Capcom vs. SNK 2 EO seems to play at much the same pace that it did in the previous console versions. However, the button layout on the default GameCube controller--with its single large face button and smaller surrounding buttons--doesn't seem as well suited to the game's six-button setup, which, like in previous versions of the game, includes three punches and three kicks for each character. That's apparently where Capcom vs. SNK 2 EO's new "GC-ism" option is supposed to come into play.
GC-ism is the most prominent new feature in Capcom vs. SNK 2 EO, and you can choose to use it just before starting a new game. Capcom vs. SNK 2 EO has all of the same play modes that the previous versions of the game have, including training and arcade play. Whenever you begin a normal game, you can choose a three-on-three fight, a ratio fight, or a single-character match, just like you can in other versions of the game. And as in the previous versions of the game, you can also choose whichever characters you'd like to play as, as well as whichever groove you want your character to use--and then you'll be given an additional choice of using either "AC-ism" ("arcade-ism"), in which you must manually enter your special attacks as normal, or GC-ism, which lets you use the GameCube's camera stick to instantly perform special attacks and super attacks.

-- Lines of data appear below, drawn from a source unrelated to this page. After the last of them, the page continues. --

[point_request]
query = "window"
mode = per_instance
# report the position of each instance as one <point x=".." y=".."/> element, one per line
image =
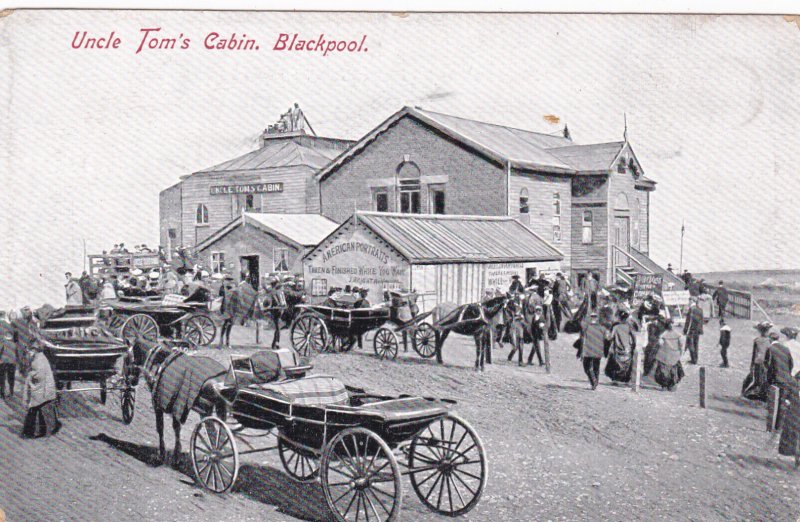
<point x="319" y="287"/>
<point x="381" y="201"/>
<point x="586" y="223"/>
<point x="202" y="214"/>
<point x="217" y="262"/>
<point x="523" y="201"/>
<point x="556" y="229"/>
<point x="437" y="199"/>
<point x="409" y="196"/>
<point x="280" y="260"/>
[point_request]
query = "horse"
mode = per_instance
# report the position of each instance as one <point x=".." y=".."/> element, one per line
<point x="178" y="382"/>
<point x="469" y="319"/>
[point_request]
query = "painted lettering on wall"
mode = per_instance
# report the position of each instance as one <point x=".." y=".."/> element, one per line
<point x="355" y="247"/>
<point x="250" y="188"/>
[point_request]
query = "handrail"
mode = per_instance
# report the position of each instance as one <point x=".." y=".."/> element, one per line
<point x="626" y="254"/>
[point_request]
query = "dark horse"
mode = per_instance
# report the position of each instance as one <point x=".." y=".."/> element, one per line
<point x="178" y="383"/>
<point x="473" y="319"/>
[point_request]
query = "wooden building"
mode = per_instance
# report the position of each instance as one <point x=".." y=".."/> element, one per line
<point x="256" y="244"/>
<point x="278" y="177"/>
<point x="591" y="202"/>
<point x="443" y="258"/>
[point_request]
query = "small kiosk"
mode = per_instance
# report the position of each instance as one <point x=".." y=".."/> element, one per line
<point x="444" y="258"/>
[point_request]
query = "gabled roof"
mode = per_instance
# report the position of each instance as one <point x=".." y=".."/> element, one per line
<point x="285" y="152"/>
<point x="305" y="230"/>
<point x="589" y="158"/>
<point x="426" y="238"/>
<point x="523" y="149"/>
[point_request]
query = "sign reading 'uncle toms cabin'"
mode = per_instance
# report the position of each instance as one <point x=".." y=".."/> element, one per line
<point x="250" y="188"/>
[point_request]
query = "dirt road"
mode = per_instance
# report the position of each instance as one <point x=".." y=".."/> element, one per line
<point x="557" y="450"/>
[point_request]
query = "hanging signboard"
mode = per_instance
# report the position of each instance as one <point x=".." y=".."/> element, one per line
<point x="645" y="284"/>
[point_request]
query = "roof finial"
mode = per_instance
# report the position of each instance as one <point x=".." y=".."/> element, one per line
<point x="625" y="132"/>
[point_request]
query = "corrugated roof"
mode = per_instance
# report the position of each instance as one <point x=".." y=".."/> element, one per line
<point x="522" y="148"/>
<point x="280" y="153"/>
<point x="306" y="230"/>
<point x="424" y="238"/>
<point x="303" y="229"/>
<point x="589" y="158"/>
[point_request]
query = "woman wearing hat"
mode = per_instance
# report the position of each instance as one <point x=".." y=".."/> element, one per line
<point x="755" y="384"/>
<point x="40" y="397"/>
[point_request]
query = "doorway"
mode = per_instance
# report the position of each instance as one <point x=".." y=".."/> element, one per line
<point x="250" y="272"/>
<point x="622" y="239"/>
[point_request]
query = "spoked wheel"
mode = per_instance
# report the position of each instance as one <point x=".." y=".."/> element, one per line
<point x="340" y="344"/>
<point x="128" y="404"/>
<point x="360" y="477"/>
<point x="425" y="340"/>
<point x="215" y="457"/>
<point x="448" y="468"/>
<point x="140" y="325"/>
<point x="103" y="391"/>
<point x="115" y="322"/>
<point x="385" y="343"/>
<point x="200" y="330"/>
<point x="309" y="335"/>
<point x="301" y="465"/>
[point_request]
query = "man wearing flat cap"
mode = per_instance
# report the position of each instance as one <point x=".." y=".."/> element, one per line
<point x="693" y="329"/>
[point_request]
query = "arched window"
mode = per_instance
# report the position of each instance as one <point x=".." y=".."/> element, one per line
<point x="523" y="201"/>
<point x="202" y="214"/>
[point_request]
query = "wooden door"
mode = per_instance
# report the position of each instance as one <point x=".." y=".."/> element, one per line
<point x="622" y="239"/>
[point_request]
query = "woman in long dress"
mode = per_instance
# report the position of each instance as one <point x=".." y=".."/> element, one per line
<point x="755" y="384"/>
<point x="668" y="368"/>
<point x="40" y="398"/>
<point x="623" y="343"/>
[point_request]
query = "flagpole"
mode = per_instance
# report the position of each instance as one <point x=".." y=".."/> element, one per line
<point x="680" y="265"/>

For instance, Terry Bogard's "power wave" attack is performed simply by pressing the camera stick in the down-forward position, and Terry's "power geyser" superattack is performed simply by pressing the stick in the down position. Also, wrestler Zangief's infamous 360 degree "spinning piledriver" attack has been simplified to pressing the camera stick forward. Also, with the exception of the B button (which is used to roll or dodge), the face buttons aren't used in GC-ism. Instead, you use the shoulder buttons to perform analog normal attacks. One shoulder button is for punches, the other is for kicks, and the longer you press the button, the stronger the attack (tapping the shoulder button lets you jab, while pressing it lets you perform a stronger punch, for instance). It doesn't seem like an optimal setup for performing standard normal attack/special attack combinations, especially considering how far down on the controller the camera button is. And unfortunately, you can't switch from GC-ism over to AC-ism in the middle of a match--you have to restart the game. However, if you're using GC-ism with characters like Terry, who have a variety of special attacks that move them forward as well as attacking from a distance, you can practically get through an entire fight by using nothing but special attacks with the camera stick. We were able to breeze through matches against the computer set on easy difficulty with just one hand by using a single thumb for the camera button. What's more, GC-ism automatically blocks incoming attacks on the ground and in the air and will automatically make you crouch-block any low attacks, even if your character is standing up. However, GC-ism does not automatically protect your character from getting thrown.
When you're using AC-ism instead of GC-ism, Capcom vs. SNK 2 EO plays much like it does on the other consoles, though we had some trouble using the standard GameCube controller's button layout. Like in the previous games, most characters are at their best when players make good use of their different individual punches and kicks, as well as varying strengths of special attacks--and at least to begin with, we had a few problems using the smaller buttons for normal attacks. Of course, we were able remap our buttons with the options menu, but between all the different buttons, such as the large A button, smaller X and Y buttons above it, and the shoulder buttons, we still had a bit of trouble performing standard combination attacks.
So far, GC-sim seems like a helpful tool for first-time players who simply don't know how to use or perform the game's special attacks, though it doesn't seem as helpful for more advanced players, who will want to make regular use of their characters' normal and special attacks. We'll take a much more in-depth look at Capcom vs. SNK 2 EO soon.